Silvana took out of a carrier bag what looked like a length of lavatory chain, with a metal nut on the end. She glanced at Colette, as if daring her to say something. “It was my dad’s,” she said. “He was a plumber.”
“You could be done for carrying that around,” Gemma said. “Offensive weapon.”
“Tools of her trade,” Mandy said. “Did you get your Sight from your dad, then? That’s unusual.”
“Alison doesn’t know who her dad was,” Colette said. “She thought she had it worked out, but her mum knocked her theory on the head.”
“She’s not the only one,” Mandy said. “I believe that in your case too, Colette, what’s on the birth certificate isn’t quite the same as what’s in the genes.”
Al’s been gossiping, Colette thought: and yet she said it was all in confidence!

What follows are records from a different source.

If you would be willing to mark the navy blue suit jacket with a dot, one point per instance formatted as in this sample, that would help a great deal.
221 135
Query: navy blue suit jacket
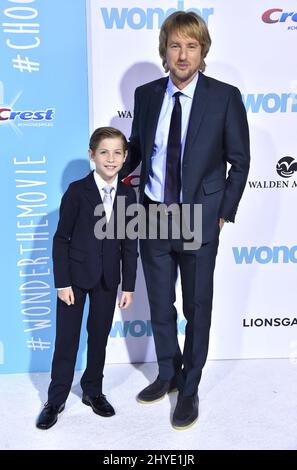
217 134
79 257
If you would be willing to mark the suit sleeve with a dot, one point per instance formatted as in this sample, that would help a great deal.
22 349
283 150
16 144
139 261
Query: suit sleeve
237 153
134 151
129 255
62 238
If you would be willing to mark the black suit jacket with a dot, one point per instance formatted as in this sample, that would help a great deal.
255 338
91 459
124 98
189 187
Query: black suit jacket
79 257
217 134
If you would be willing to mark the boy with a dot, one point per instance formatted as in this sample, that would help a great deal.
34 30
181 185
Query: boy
86 264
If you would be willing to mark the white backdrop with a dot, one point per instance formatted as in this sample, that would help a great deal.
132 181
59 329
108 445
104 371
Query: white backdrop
254 312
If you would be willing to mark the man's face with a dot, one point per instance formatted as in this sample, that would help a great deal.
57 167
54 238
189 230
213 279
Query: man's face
183 57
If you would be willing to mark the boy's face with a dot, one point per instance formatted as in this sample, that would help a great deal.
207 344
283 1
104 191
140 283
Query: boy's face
109 158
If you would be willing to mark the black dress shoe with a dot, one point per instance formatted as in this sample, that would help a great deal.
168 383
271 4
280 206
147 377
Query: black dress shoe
186 412
156 391
49 416
99 405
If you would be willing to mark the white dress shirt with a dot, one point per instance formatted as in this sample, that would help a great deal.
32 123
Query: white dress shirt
155 186
100 183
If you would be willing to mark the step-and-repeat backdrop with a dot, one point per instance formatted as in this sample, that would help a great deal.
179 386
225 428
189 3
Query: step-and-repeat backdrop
66 70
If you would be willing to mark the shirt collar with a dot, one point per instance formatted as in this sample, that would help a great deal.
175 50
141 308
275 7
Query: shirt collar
101 183
189 90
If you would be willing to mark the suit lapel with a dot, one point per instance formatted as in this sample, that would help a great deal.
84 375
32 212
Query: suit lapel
155 104
197 111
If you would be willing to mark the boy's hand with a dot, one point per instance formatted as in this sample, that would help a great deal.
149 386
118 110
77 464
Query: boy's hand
126 299
66 295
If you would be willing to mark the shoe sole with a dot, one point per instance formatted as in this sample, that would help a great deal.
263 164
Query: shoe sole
96 411
44 428
183 428
148 402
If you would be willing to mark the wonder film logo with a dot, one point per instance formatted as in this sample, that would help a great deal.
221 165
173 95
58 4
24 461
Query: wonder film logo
149 18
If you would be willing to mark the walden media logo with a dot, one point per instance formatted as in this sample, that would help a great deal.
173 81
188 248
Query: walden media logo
149 18
265 254
276 321
286 167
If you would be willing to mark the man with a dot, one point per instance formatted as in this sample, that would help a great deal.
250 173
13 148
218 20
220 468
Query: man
185 130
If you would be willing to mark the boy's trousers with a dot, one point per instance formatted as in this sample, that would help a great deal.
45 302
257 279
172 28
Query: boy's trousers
68 326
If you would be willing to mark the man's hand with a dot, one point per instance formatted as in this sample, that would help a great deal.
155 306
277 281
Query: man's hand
221 223
126 299
66 295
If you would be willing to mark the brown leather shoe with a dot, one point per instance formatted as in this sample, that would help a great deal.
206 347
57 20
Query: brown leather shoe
49 415
156 391
186 412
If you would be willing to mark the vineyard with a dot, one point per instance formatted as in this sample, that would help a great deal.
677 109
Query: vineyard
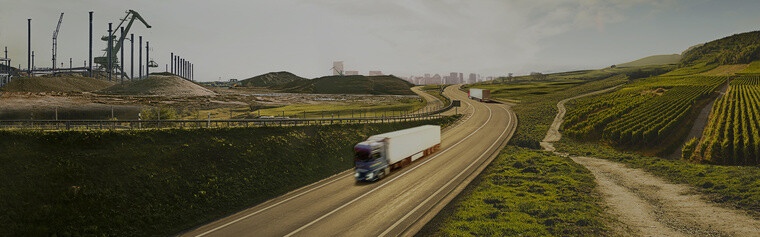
732 135
641 114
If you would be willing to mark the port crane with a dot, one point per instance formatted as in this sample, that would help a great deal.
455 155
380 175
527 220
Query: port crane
103 61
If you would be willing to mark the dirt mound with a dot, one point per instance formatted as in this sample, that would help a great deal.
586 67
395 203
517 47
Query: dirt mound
173 86
56 84
374 85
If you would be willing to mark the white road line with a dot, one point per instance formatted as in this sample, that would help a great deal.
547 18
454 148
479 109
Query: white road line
267 208
310 190
450 181
490 114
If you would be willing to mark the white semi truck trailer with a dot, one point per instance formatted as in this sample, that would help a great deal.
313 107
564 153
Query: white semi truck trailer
483 95
379 154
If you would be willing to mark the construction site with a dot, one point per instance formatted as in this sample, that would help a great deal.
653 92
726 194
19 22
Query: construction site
109 86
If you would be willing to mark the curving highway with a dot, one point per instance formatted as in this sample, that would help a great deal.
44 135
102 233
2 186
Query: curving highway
399 204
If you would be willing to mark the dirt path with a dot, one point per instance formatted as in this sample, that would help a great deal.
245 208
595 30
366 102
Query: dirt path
699 124
553 134
646 205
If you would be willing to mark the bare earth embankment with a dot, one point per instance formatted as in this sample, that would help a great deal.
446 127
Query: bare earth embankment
646 205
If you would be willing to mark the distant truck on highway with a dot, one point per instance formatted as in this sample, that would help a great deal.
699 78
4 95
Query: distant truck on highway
483 95
379 154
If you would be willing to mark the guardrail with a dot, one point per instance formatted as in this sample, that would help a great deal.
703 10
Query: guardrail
215 123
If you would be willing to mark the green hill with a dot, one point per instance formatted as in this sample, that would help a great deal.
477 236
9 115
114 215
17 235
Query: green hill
736 49
654 60
375 85
271 79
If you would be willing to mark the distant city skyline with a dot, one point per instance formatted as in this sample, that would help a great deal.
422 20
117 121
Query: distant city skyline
488 37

How could she? She stored it up, for a future row.
“I don’t even have a birth certificate,” Al said. “Not that I know of. To be honest, I’m not really sure how old I am. I mean my mum gave me a date, but it might not be true. I can never remember my age when
things were done to me or when things happened. It’s because they always said to me, if anybody asks, you’re sixteen, right? Which is confusing when you’re only about nine.”
“Poor love,” Mandy breathed.
“You must be recorded somewhere,” Colette said. “I’ll look into it. If you had no birth certificate, how did you get a passport?”
“That’s a point,” Al said. “How did I? Maybe we can dowse for my documentation, when we’re done here. Okay, look, ladies, you do down here—don’t forget to take that armchair apart. I’ll go and check upstairs.”
“Do you want somebody with you?” Gemma asked.
Mandy said in a low voice, “Let her have some privacy. Doesn’t matter whether she was her gran or not, she looked up to Irene Etchells.”